Tangible computer-readable storage media includes, but is not
limited to, RAM, ROM, EEPROM, flash memory or other memory
technology, CDROM, digital versatile disks (DVD) or other optical
disk storage, magnetic cassettes, magnetic tape, magnetic disk
storage or other magnetic storage devices, or any other tangible
medium which can be used to store the desired information and which
can be accessed by the processing device 900. In contrast to
tangible computer-readable storage media, intangible
computer-readable communication signals may embody computer
readable instructions, data structures, program modules or other
data resident in a modulated data signal, such as a carrier wave or
other signal transport mechanism. The term "modulated data signal"
means a signal that has one or more of its characteristics set or
changed in such a manner as to encode information in the signal. By
way of example, and not limitation, intangible communication
signals include wired media such as a wired network or direct-wired
connection, and wireless media such as acoustic, RF, infrared and
other wireless media.
[0088] Some embodiments may comprise an article of manufacture. An
article of manufacture may comprise a tangible storage medium to
store logic. Examples of a storage medium may include one or more
types of computer-readable storage media capable of storing
electronic data, including volatile memory or non-volatile memory,
removable or non-removable memory, erasable or non-erasable memory,
writeable or re-writeable memory, and so forth. Examples of the
logic may include various software elements, such as software
components, programs, applications, computer programs, application
programs, system programs, machine programs, operating system
software, middleware, firmware, software modules, routines,
subroutines, functions, methods, procedures, software interfaces,
application program interfaces (API), instruction sets, computing
code, computer code, code segments, computer code segments, words,
values, symbols, or any combination thereof. In one implementation,
for example, an article of manufacture may store executable
computer program instructions that, when executed by a computer,
cause the computer to perform methods and/or operations in
accordance with the described embodiments. The executable computer
program instructions may include any suitable type of code, such as
source code, compiled code, interpreted code, executable code,
static code, dynamic code, and the like. The executable computer
program instructions may be implemented according to a predefined
computer language, manner or syntax, for instructing a computer to
perform a certain function. The instructions may be implemented
using any suitable high-level, low-level, object-oriented, visual,
compiled and/or interpreted programming language.

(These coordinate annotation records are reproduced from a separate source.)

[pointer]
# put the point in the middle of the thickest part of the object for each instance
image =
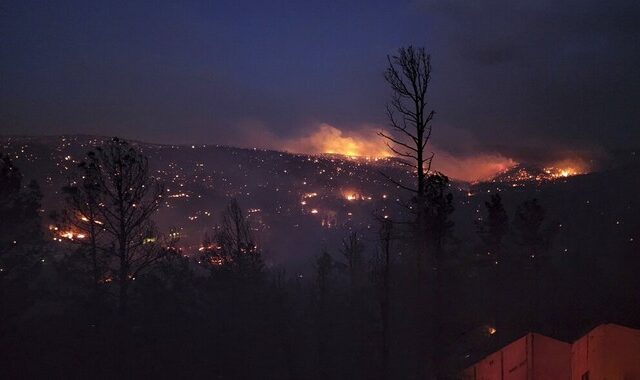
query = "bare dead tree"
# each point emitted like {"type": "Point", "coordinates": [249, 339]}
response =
{"type": "Point", "coordinates": [121, 197]}
{"type": "Point", "coordinates": [408, 74]}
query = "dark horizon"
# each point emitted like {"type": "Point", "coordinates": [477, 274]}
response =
{"type": "Point", "coordinates": [508, 76]}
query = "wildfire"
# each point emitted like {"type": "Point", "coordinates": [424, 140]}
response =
{"type": "Point", "coordinates": [354, 195]}
{"type": "Point", "coordinates": [331, 140]}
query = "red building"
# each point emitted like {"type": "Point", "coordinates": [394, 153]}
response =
{"type": "Point", "coordinates": [533, 356]}
{"type": "Point", "coordinates": [608, 352]}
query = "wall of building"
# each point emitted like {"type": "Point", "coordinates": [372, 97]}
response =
{"type": "Point", "coordinates": [608, 352]}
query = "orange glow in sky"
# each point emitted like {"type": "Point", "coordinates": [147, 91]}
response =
{"type": "Point", "coordinates": [331, 140]}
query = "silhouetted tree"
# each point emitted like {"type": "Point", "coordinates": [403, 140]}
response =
{"type": "Point", "coordinates": [493, 230]}
{"type": "Point", "coordinates": [324, 268]}
{"type": "Point", "coordinates": [408, 74]}
{"type": "Point", "coordinates": [535, 240]}
{"type": "Point", "coordinates": [117, 180]}
{"type": "Point", "coordinates": [236, 243]}
{"type": "Point", "coordinates": [381, 272]}
{"type": "Point", "coordinates": [20, 234]}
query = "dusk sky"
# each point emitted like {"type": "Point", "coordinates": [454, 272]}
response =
{"type": "Point", "coordinates": [509, 76]}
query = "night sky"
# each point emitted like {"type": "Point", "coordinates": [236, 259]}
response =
{"type": "Point", "coordinates": [510, 76]}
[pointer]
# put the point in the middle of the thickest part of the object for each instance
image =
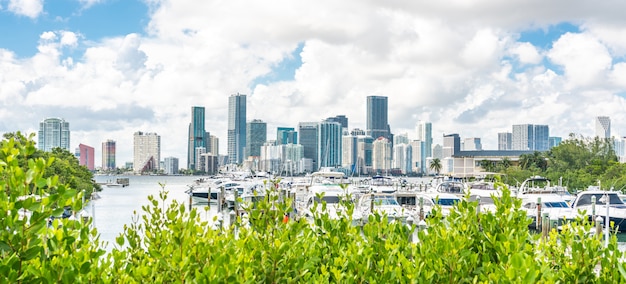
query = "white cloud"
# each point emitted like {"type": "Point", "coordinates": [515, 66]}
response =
{"type": "Point", "coordinates": [28, 8]}
{"type": "Point", "coordinates": [583, 57]}
{"type": "Point", "coordinates": [526, 53]}
{"type": "Point", "coordinates": [444, 62]}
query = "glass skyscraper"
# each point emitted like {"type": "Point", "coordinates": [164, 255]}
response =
{"type": "Point", "coordinates": [53, 133]}
{"type": "Point", "coordinates": [108, 155]}
{"type": "Point", "coordinates": [236, 128]}
{"type": "Point", "coordinates": [198, 137]}
{"type": "Point", "coordinates": [376, 123]}
{"type": "Point", "coordinates": [256, 135]}
{"type": "Point", "coordinates": [329, 143]}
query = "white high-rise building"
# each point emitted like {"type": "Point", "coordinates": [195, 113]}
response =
{"type": "Point", "coordinates": [381, 154]}
{"type": "Point", "coordinates": [146, 152]}
{"type": "Point", "coordinates": [425, 134]}
{"type": "Point", "coordinates": [53, 133]}
{"type": "Point", "coordinates": [603, 127]}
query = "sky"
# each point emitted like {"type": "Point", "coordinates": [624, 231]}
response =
{"type": "Point", "coordinates": [472, 67]}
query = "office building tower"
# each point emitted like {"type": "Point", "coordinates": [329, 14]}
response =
{"type": "Point", "coordinates": [256, 135]}
{"type": "Point", "coordinates": [364, 153]}
{"type": "Point", "coordinates": [329, 143]}
{"type": "Point", "coordinates": [401, 139]}
{"type": "Point", "coordinates": [146, 152]}
{"type": "Point", "coordinates": [307, 132]}
{"type": "Point", "coordinates": [402, 158]}
{"type": "Point", "coordinates": [523, 137]}
{"type": "Point", "coordinates": [381, 155]}
{"type": "Point", "coordinates": [198, 137]}
{"type": "Point", "coordinates": [425, 134]}
{"type": "Point", "coordinates": [357, 132]}
{"type": "Point", "coordinates": [530, 137]}
{"type": "Point", "coordinates": [472, 144]}
{"type": "Point", "coordinates": [542, 138]}
{"type": "Point", "coordinates": [554, 141]}
{"type": "Point", "coordinates": [376, 123]}
{"type": "Point", "coordinates": [505, 141]}
{"type": "Point", "coordinates": [170, 165]}
{"type": "Point", "coordinates": [341, 119]}
{"type": "Point", "coordinates": [53, 133]}
{"type": "Point", "coordinates": [603, 127]}
{"type": "Point", "coordinates": [437, 152]}
{"type": "Point", "coordinates": [418, 159]}
{"type": "Point", "coordinates": [85, 155]}
{"type": "Point", "coordinates": [236, 128]}
{"type": "Point", "coordinates": [451, 145]}
{"type": "Point", "coordinates": [349, 154]}
{"type": "Point", "coordinates": [108, 155]}
{"type": "Point", "coordinates": [286, 135]}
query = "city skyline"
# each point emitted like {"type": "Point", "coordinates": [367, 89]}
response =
{"type": "Point", "coordinates": [115, 67]}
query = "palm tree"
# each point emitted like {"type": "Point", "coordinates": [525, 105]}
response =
{"type": "Point", "coordinates": [435, 165]}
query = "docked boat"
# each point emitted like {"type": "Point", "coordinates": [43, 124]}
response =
{"type": "Point", "coordinates": [383, 203]}
{"type": "Point", "coordinates": [616, 207]}
{"type": "Point", "coordinates": [538, 194]}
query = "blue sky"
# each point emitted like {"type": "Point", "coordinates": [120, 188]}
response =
{"type": "Point", "coordinates": [462, 66]}
{"type": "Point", "coordinates": [20, 34]}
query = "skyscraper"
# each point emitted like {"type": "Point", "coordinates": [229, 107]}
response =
{"type": "Point", "coordinates": [146, 152]}
{"type": "Point", "coordinates": [451, 145]}
{"type": "Point", "coordinates": [329, 143]}
{"type": "Point", "coordinates": [85, 155]}
{"type": "Point", "coordinates": [308, 139]}
{"type": "Point", "coordinates": [108, 155]}
{"type": "Point", "coordinates": [53, 133]}
{"type": "Point", "coordinates": [256, 135]}
{"type": "Point", "coordinates": [286, 135]}
{"type": "Point", "coordinates": [198, 137]}
{"type": "Point", "coordinates": [603, 127]}
{"type": "Point", "coordinates": [505, 141]}
{"type": "Point", "coordinates": [425, 134]}
{"type": "Point", "coordinates": [376, 123]}
{"type": "Point", "coordinates": [236, 128]}
{"type": "Point", "coordinates": [530, 137]}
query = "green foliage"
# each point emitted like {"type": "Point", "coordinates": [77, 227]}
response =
{"type": "Point", "coordinates": [33, 247]}
{"type": "Point", "coordinates": [169, 243]}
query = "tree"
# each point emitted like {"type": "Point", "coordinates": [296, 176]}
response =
{"type": "Point", "coordinates": [435, 165]}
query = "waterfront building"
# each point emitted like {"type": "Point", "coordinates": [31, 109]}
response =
{"type": "Point", "coordinates": [198, 137]}
{"type": "Point", "coordinates": [349, 154]}
{"type": "Point", "coordinates": [308, 137]}
{"type": "Point", "coordinates": [425, 134]}
{"type": "Point", "coordinates": [214, 145]}
{"type": "Point", "coordinates": [377, 120]}
{"type": "Point", "coordinates": [364, 154]}
{"type": "Point", "coordinates": [554, 141]}
{"type": "Point", "coordinates": [603, 127]}
{"type": "Point", "coordinates": [437, 152]}
{"type": "Point", "coordinates": [236, 128]}
{"type": "Point", "coordinates": [472, 144]}
{"type": "Point", "coordinates": [418, 157]}
{"type": "Point", "coordinates": [53, 133]}
{"type": "Point", "coordinates": [146, 152]}
{"type": "Point", "coordinates": [256, 135]}
{"type": "Point", "coordinates": [286, 135]}
{"type": "Point", "coordinates": [329, 143]}
{"type": "Point", "coordinates": [170, 166]}
{"type": "Point", "coordinates": [108, 155]}
{"type": "Point", "coordinates": [451, 145]}
{"type": "Point", "coordinates": [85, 155]}
{"type": "Point", "coordinates": [402, 157]}
{"type": "Point", "coordinates": [381, 155]}
{"type": "Point", "coordinates": [530, 137]}
{"type": "Point", "coordinates": [505, 141]}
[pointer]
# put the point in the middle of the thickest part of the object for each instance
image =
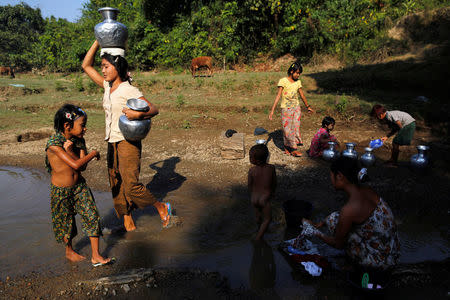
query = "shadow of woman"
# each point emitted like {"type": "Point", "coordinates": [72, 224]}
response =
{"type": "Point", "coordinates": [277, 137]}
{"type": "Point", "coordinates": [262, 273]}
{"type": "Point", "coordinates": [165, 179]}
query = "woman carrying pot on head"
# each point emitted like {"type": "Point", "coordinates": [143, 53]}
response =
{"type": "Point", "coordinates": [123, 157]}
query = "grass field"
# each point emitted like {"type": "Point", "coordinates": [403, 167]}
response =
{"type": "Point", "coordinates": [186, 102]}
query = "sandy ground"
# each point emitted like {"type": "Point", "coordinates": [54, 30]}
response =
{"type": "Point", "coordinates": [194, 155]}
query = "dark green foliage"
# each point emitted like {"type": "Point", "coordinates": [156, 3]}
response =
{"type": "Point", "coordinates": [168, 34]}
{"type": "Point", "coordinates": [20, 26]}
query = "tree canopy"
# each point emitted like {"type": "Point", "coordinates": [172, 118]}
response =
{"type": "Point", "coordinates": [169, 33]}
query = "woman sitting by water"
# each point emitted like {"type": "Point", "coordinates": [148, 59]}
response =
{"type": "Point", "coordinates": [365, 226]}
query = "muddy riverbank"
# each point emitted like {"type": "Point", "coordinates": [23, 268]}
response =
{"type": "Point", "coordinates": [210, 197]}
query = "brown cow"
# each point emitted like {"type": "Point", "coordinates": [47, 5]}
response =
{"type": "Point", "coordinates": [200, 62]}
{"type": "Point", "coordinates": [7, 71]}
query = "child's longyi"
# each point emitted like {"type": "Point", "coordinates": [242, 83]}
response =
{"type": "Point", "coordinates": [66, 157]}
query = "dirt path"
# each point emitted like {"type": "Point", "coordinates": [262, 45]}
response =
{"type": "Point", "coordinates": [187, 162]}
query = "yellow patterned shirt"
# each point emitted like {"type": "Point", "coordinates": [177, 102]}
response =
{"type": "Point", "coordinates": [289, 95]}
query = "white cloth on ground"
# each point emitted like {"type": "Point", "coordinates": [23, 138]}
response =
{"type": "Point", "coordinates": [309, 229]}
{"type": "Point", "coordinates": [312, 268]}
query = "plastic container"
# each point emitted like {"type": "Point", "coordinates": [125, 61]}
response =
{"type": "Point", "coordinates": [375, 143]}
{"type": "Point", "coordinates": [295, 211]}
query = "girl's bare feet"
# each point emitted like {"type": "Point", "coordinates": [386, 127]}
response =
{"type": "Point", "coordinates": [165, 214]}
{"type": "Point", "coordinates": [128, 223]}
{"type": "Point", "coordinates": [73, 256]}
{"type": "Point", "coordinates": [100, 260]}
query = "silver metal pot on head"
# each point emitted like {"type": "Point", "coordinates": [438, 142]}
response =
{"type": "Point", "coordinates": [110, 33]}
{"type": "Point", "coordinates": [368, 158]}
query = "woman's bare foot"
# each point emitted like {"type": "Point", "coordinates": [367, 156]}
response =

[0089] An example method for escalating machine-learning selection
of content of moderated terms for content moderation includes
requesting reaction feedback from users of an online social
community platform in association with each of a number of
user-provided content items appearing in the online social
community platform. The method further provides for analyzing the
reaction feedback from the users of the online social community
platform with respect to each of the user-provided content items to
identify a subset of the user-provided content items satisfying
reaction consensus criteria; training content moderation logic
based on the subset of content items identified from the analysis
of the reaction feedback; and selectively performing a content
moderation action based on the trained content moderation
logic.
[0090] Another example method of any preceding method includes
receiving a notification of potentially objectionable content in
association with each one of the user-provided content items and
requesting the reaction feedback from the users responsive to the
receipt of notification of the potentially objectionable
content.
[0091] In another example method of any preceding method, each of
the users of the online social community platform is granted access
to content in the online social community responsive to
authentication of a personal account credential and the reaction
feedback is solicited from a user in association with the user's
respective personal account credential.
[0092] In another example method of any preceding method, the
method further includes updating a moderation data store to include
a content item and at least one associated usage context in which
the content item is identified as satisfying the reaction consensus
criteria and updating the content moderation logic to provide for
performance of a content moderation action responsive to
identification of an instance of the content item appearing in a
context matching the at least one associated usage context.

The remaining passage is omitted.